I understand that most siege towers would have been covered in material that would be difficult to catch fire. Once it was brought up close enough to unload soldiers through the top, what stopped the enemy from just continually sending men through it to the top of the wall? I can only speculate that it would have been suicide to send soldiers that close to the wall to enter the tower.
You have to keep in mind something about sieges and battles everywhere, in every era : There's overall numbers ( the attackers usually have the upper hand in that variable in sieges), and you have the numbers at a defined point (for instance having 10 000 soldiers, of which 1000 are on that specific hill). One of the keys to winning is having the numbers in your advantage, and an otherwise outnumbered army can and have defeated other armies by using their full strength against one part of their ennemies armies, and then turning back to face the rest of the army.

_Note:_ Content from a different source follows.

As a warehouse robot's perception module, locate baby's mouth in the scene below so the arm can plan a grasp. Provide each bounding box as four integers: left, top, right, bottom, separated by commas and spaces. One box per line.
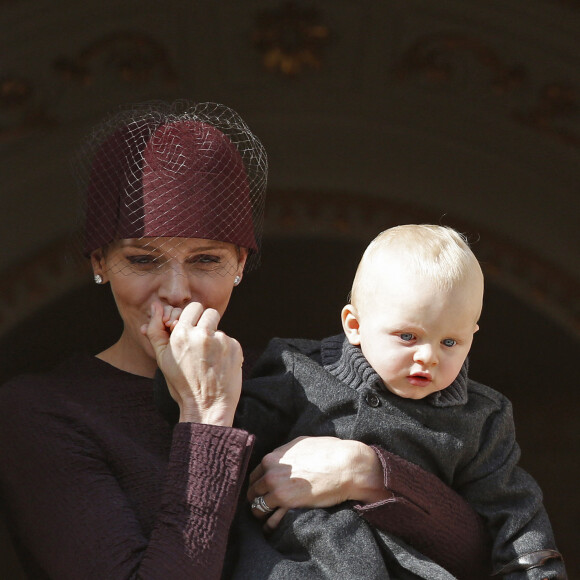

So now, back to the siege: By sending only one tower, or at least too few, up to a wall, what you're basically doing as the attackers is pitting yourself against an ennemy who has the entire wall and towers overlooking it to shoot at the soldiers coming in and out of it. They are probably going to get outnumbered unless they managed to get some space. So if you send your soldiers up the tower in this way, you are only having a small stream of your troops going up the wall to be slaughtered.
Let's say this is the wall and the tower
=====O===========0==========0===========0
HH
Os are the watchtowers, == the wall itself, and HH your tower. Even if the attacking army covers the fields entirely, the tower is a bottlneck that gives the defending army the advantage in numbers in that defined place.